Eleição no Peru: Desafios e Incertezas
A eleição presidencial no Peru está enfrentando um desafio significativo com mais de 15 mil cédulas contestadas, o que está atrasando a consolidação do resultado oficial. De acordo com a secretária-geral do Conselho Nacional Eleitoral, Yessica Clavijo, a lentidão no processo é resultado da necessidade de recontagem e análise dos votos questionados.
Até o momento, apenas pouco mais de 93% das urnas foram apuradas, e os dados preliminares indicam a liderança de Keiko Fujimori, com cerca de 17% dos votos. A disputa pela segunda vaga no segundo turno segue indefinida, com Roberto Sánchez e Rafael López Aliaga tecnicamente próximos, ambos com cerca de 12%.
Desafios Operacionais
A eleição foi marcada por entraves operacionais, especialmente em Lima, onde falhas na distribuição de materiais impediram a abertura de seções no horário previsto. Em alguns casos, a votação precisou ser prorrogada para permitir que mais de 50 mil eleitores participassem do pleito.
Além disso, o volume elevado de contestações, que inclui também disputas legislativas, ampliou o tempo necessário para a conclusão da apuração. A definição dos resultados completos é fundamental para confirmar os nomes que avançarão para o segundo turno, previsto para 7 de junho.
A autoridade eleitoral indicou que a divulgação oficial deve ocorrer apenas em meados de maio. O processo eleitoral ocorre em meio a um cenário de instabilidade política, com o país precisando eleger seu 9º presidente em 10 anos, após uma sequência de trocas no comando do Executivo desde 2016.

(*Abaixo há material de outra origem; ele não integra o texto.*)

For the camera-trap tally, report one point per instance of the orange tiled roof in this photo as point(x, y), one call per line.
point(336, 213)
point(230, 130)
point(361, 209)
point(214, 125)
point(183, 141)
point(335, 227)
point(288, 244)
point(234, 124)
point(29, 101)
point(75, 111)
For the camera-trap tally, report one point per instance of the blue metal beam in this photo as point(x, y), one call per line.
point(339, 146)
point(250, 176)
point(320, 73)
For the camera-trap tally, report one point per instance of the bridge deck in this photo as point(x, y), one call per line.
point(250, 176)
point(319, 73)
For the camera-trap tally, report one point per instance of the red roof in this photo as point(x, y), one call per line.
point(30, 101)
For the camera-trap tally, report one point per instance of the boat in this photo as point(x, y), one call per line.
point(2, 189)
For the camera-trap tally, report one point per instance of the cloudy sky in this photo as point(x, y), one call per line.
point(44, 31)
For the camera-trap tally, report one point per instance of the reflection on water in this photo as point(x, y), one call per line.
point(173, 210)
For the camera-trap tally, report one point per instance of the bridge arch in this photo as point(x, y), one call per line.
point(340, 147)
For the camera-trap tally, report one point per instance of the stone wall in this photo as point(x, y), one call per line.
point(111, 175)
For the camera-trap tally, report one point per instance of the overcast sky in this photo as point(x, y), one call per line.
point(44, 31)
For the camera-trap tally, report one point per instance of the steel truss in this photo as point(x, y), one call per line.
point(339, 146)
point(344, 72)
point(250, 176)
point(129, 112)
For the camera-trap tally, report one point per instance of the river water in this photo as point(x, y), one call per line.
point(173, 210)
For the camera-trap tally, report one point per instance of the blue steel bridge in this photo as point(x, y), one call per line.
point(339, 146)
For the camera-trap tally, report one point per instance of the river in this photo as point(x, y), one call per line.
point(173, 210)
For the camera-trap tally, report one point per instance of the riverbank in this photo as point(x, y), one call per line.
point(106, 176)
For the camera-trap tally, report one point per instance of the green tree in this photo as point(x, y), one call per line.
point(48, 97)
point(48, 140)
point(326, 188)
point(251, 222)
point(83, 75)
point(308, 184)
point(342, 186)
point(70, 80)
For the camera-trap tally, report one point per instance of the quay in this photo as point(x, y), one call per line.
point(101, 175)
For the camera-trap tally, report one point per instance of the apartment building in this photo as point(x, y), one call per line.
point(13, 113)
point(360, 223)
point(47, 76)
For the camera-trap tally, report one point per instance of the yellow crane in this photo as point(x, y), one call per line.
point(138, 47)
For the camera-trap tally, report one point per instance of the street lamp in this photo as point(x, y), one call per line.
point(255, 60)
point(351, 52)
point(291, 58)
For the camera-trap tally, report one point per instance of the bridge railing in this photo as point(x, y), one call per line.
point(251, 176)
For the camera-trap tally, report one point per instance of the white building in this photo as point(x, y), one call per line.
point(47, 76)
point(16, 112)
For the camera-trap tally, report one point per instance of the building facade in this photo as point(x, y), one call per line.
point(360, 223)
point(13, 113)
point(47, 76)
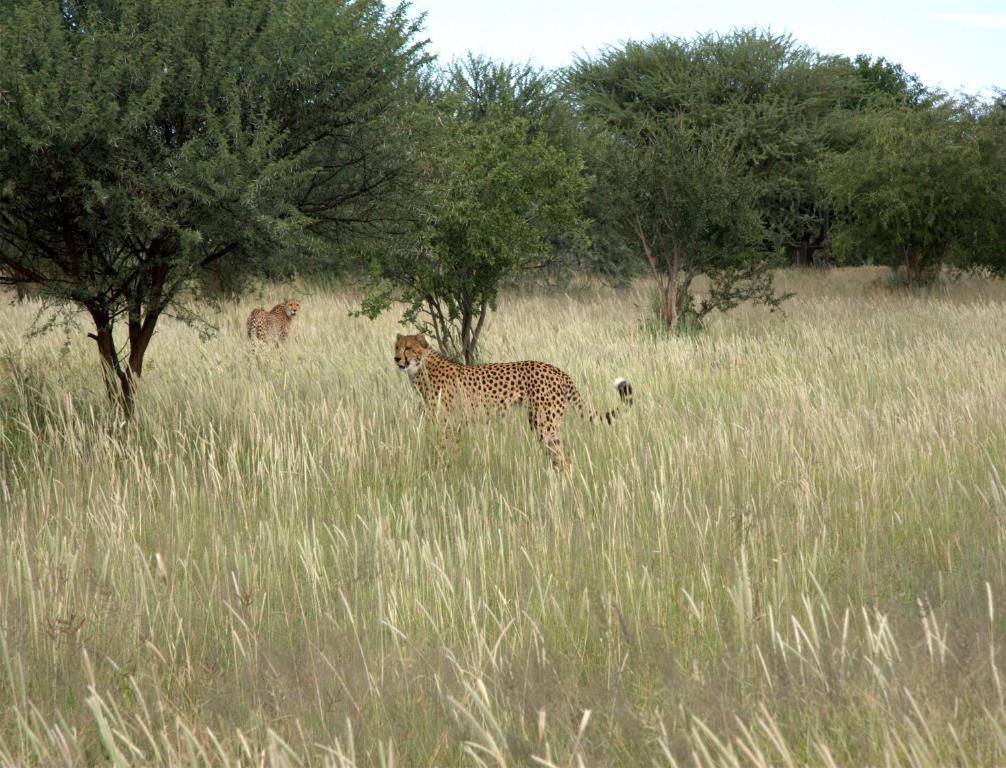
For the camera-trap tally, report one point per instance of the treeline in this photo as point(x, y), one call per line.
point(156, 154)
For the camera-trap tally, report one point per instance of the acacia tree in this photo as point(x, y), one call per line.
point(146, 142)
point(671, 184)
point(910, 189)
point(492, 199)
point(499, 193)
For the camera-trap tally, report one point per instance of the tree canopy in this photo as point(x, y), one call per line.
point(146, 142)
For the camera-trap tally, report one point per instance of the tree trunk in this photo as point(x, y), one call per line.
point(912, 266)
point(121, 382)
point(670, 305)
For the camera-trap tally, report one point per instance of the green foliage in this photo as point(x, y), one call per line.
point(912, 189)
point(498, 196)
point(674, 178)
point(147, 142)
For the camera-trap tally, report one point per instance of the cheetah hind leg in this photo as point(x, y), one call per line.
point(448, 438)
point(549, 440)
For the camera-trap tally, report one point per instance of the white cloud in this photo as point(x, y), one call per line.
point(988, 20)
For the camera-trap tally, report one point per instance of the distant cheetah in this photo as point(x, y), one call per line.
point(274, 325)
point(542, 389)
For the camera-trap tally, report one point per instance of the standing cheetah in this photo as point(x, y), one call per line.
point(274, 325)
point(542, 389)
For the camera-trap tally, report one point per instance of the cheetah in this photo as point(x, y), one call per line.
point(274, 325)
point(542, 389)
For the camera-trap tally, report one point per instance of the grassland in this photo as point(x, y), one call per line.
point(792, 551)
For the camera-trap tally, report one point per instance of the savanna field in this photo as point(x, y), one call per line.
point(791, 551)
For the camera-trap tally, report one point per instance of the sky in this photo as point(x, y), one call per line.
point(958, 46)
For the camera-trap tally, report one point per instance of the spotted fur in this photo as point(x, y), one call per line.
point(273, 326)
point(542, 389)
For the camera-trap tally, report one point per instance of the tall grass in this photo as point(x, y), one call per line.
point(793, 550)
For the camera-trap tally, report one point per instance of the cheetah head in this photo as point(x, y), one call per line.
point(409, 352)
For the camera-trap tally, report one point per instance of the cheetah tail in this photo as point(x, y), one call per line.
point(625, 400)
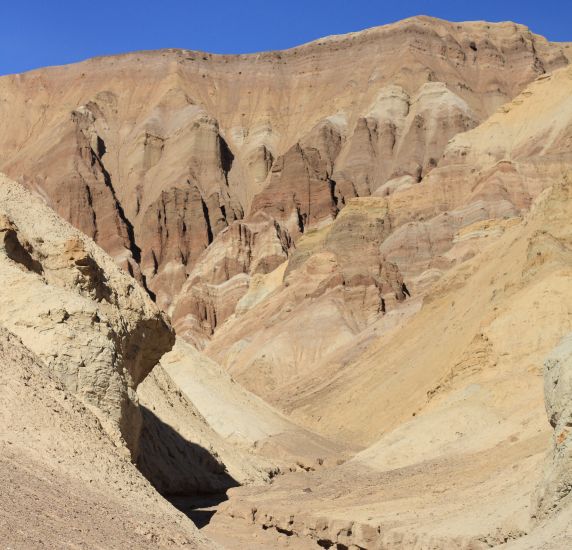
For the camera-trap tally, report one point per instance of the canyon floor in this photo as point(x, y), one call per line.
point(316, 298)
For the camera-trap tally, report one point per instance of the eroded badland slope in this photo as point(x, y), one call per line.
point(363, 247)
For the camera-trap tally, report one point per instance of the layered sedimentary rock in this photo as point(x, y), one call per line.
point(203, 432)
point(153, 154)
point(95, 328)
point(63, 483)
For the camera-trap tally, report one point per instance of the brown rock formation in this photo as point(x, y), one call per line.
point(92, 324)
point(155, 172)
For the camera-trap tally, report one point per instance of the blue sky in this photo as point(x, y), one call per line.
point(36, 33)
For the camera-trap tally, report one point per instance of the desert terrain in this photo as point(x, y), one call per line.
point(311, 298)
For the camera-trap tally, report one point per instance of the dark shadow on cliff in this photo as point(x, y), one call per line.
point(199, 509)
point(185, 473)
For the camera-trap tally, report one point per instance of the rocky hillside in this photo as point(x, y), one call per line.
point(155, 154)
point(363, 247)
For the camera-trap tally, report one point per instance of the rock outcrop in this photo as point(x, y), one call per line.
point(554, 491)
point(63, 483)
point(92, 325)
point(155, 172)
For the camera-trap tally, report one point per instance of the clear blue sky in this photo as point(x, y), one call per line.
point(36, 33)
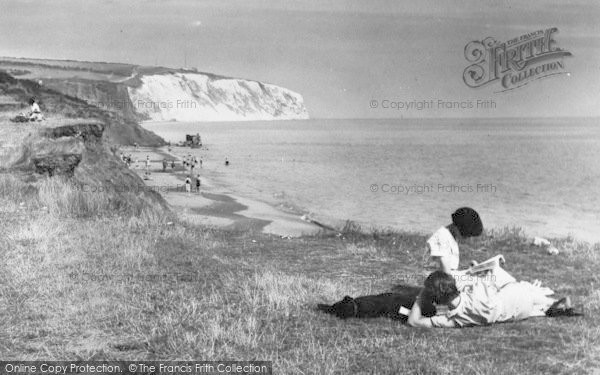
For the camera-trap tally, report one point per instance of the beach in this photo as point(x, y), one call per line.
point(407, 174)
point(216, 205)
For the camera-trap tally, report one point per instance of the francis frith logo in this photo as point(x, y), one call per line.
point(516, 62)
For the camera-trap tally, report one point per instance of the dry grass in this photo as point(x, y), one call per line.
point(138, 288)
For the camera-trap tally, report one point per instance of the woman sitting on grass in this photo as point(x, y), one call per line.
point(482, 303)
point(442, 246)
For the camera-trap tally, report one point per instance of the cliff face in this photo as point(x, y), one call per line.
point(202, 97)
point(131, 93)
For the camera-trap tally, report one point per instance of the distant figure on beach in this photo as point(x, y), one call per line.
point(188, 185)
point(35, 114)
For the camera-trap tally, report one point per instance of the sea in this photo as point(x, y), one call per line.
point(541, 175)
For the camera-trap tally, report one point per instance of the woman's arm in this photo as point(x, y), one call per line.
point(416, 319)
point(443, 264)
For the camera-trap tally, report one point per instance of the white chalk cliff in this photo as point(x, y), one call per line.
point(184, 96)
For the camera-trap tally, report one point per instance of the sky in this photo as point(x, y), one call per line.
point(348, 58)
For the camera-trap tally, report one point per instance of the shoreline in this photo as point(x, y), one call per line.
point(215, 205)
point(218, 206)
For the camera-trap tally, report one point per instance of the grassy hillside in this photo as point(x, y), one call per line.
point(120, 129)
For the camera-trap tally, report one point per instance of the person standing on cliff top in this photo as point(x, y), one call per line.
point(188, 185)
point(36, 113)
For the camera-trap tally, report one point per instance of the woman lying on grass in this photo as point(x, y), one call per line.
point(482, 303)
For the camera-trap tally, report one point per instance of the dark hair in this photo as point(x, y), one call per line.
point(440, 288)
point(467, 221)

- 15 mil cédulas contestadas
- 93% das urnas apuradas
- Keiko Fujimori lidera com 17% dos votos
- Segundo turno previsto para 7 de junho
- Divulgação oficial em meados de maio
O Peru enfrenta um desafio significativo para consolidar o resultado oficial da eleição presidencial. A lentidão no processo e a incerteza sobre os resultados finais são um reflexo da complexidade do processo eleitoral no país.